Sunday, October 19, 2014

Spitting on Spite

I was reading an article today about sexuality and disability and the feature was about a woman with cerebral palsy. The subtitle of the article said something like (sorry I looked but couldn't find it again) 'She doesn't let cerebral palsy get in the way of living her life.' Now, remember, this from my remembering - I am sure I got some words wrong but what I didn't get wrong was the fact that she not letting her disability get in the way of her living her life.

This kind of thing annoys the shit out of me because it places 'disability' at the centre of the problem, it states that disability, itself, is the barrier, it telegraphs the message - DISABILITY DOES BAD THINGS TO YOUR LIFE. There is no question that having a disability adds a whole new wrinkle to living one's life but pretty much everyone with a disability learns pretty quickly that disability is the LEAST of the problem.


There's a very short and not even slightly comprehensive list of what 'gets in the way' of living life fully.

Sexuality and disability - check the prejudices and the assumptions that people make of us as somewhat slightly less than fully human and only slightly below the 'icky' line of sexual attractiveness.

Employment and disability - check the attitudinal barriers that are bolstered by the physical barriers, shit if I had to make the work site accessible I'd have to work with 'those people' so I can pretend it's the stairs not the stares that are the problem.

Access and disability - check the frequency with which people with guide dogs are disallowed in stores and in churches and on transit. As was pointed out recently (Hi Amy) that no one in the Western World is unaware that guide dogs and other accessible devises are allowed in public spaces. Denying them is, then, not an act of ignorance but an act of hatred. Get it right.

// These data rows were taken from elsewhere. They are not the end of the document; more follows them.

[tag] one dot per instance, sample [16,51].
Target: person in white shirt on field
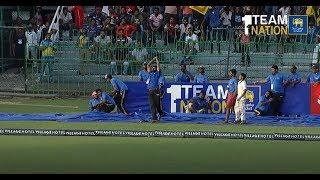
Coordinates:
[240,106]
[32,42]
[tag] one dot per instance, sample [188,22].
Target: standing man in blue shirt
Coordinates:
[143,74]
[277,81]
[294,77]
[184,75]
[232,93]
[315,76]
[119,92]
[154,90]
[201,78]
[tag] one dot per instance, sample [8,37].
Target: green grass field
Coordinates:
[40,154]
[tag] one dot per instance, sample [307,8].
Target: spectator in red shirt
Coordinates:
[171,30]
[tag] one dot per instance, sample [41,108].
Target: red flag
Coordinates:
[314,99]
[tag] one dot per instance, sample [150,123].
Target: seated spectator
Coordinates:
[187,13]
[294,78]
[201,78]
[108,28]
[263,107]
[97,15]
[155,23]
[65,23]
[144,74]
[170,12]
[171,30]
[183,28]
[191,41]
[123,14]
[139,52]
[184,75]
[92,30]
[315,76]
[101,102]
[32,42]
[199,104]
[114,16]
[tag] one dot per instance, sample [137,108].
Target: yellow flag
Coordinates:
[201,9]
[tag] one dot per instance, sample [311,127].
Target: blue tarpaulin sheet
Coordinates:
[306,120]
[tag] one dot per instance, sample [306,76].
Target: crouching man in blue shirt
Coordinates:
[199,104]
[101,102]
[263,107]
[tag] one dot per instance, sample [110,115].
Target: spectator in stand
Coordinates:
[171,31]
[39,15]
[83,45]
[65,23]
[213,19]
[143,73]
[184,76]
[19,44]
[201,78]
[97,15]
[92,30]
[170,12]
[294,77]
[226,16]
[32,42]
[114,16]
[101,44]
[196,28]
[139,52]
[244,48]
[191,41]
[314,77]
[156,22]
[108,28]
[124,15]
[187,13]
[183,28]
[236,22]
[48,49]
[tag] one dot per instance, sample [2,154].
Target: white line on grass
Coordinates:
[37,105]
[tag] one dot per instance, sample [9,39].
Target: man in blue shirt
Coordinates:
[143,74]
[315,76]
[154,90]
[199,104]
[201,78]
[263,106]
[184,75]
[293,78]
[232,93]
[277,81]
[119,92]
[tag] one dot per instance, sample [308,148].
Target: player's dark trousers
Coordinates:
[275,104]
[119,99]
[155,103]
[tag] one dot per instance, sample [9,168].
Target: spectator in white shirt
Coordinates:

I've even had people say to me that 'in spite of your disability, you've done pretty well,' I wanted to respond, 'And I must say that I think you've done well in spite of being a woman.' I didn't say it, I wouldn't say it because even to make a point I don't think that sexist language should be part of a discourse. Saying 'in spite of being who you are ... ' means 'who you are is a bad thing and you are coping well, poor dear ...'

If non-disabled people want to write about disability shouldnt' get have at least an inkling that we also may be the audience. That subtitle on that article was written, not for readers with disabilities but for readers without. It was written up to shore the idea that 'hey you don't have to do anything because what she faces she faces because of cerebral palsy none of it could be because you are a hateful ass who refuses to see people with disabilities as fully adult and fully human.'

This isn't an subtitle that suggests the article is about her at all, it assures non-disabled people that it's safe to read - the disability stands accused so you won't be.



I didn't read it.

I couldn't get by the subtitle, it was like the writer placed a staircase in front of the article barring access to those of us who live with disabilities and who think while we read.


Anonymous said...

Disability does do bad things in your life. Not everyone has the loving support, the ability to work, the ability to make a difference once disabled. There is a difference in making an adjustment and loosing almost everything. I am disabled. It has been a bad thing in my life. I have lost vision, mobility, my career, the joy of doing things, and a long list of other issues. Oh sure, I can still have a laugh, or hear the birds, or go for the occasional car ride - but the loss is far greater than any gain (as seeing the kindness of others). All the problems you listed are so true, but none of them would be a problem if I wasn't disabled. Not to say I wouldn't advocate for others, which I have, but for me disability is a bad thing.

B. said...

A friend of mine commented on how it was nice to see a couple of other women we know become friends. I agreed but I was confused when the next comment was 'because she can get (?) the other women out'. Then I got it. So nice that the 'normal' one could help the 'disabled' one to get out and about. Oh no, says I, the so-called 'disabled' woman works full-time and gets out plenty if she wants to on the weekends. I thought it was nice of the so-called 'disabled' woman to befriend the other who appears lonely. Hopefully they both value the friendship.

Writer 18:01 is right also. It's not easy but society doubles the hardship lots of ways. Thanks, Dave.

Mary said...

Dave, I agree with every point you made, but I would like to raise that it's often not the writer of the article, but the editor/subeditor of the platform, who chooses the title and "blurb" for an article.

It is not unknown for my twitter feed to include disability writers headdesking about the 'spin' that's been placed on their article by a third party who hasn't fully read/understood what they were saying and/or is just trying to maximise the click rate.

Katie said...

Okay not trying to be a bother here, but just stumbled upon your blog for the first time. I have to speak out for all the disabled women in this world, maybe I should say disabled people, but I cannot count the amount of times that I have been questioned on the particular subject that you wrote about. Also, I couldn't agree more with the whole barriers concept, it is not the disability that creates the barriers, it is those without the disabilities that create the barriers. I want to thank you again for crawling inside my head and expressing these views.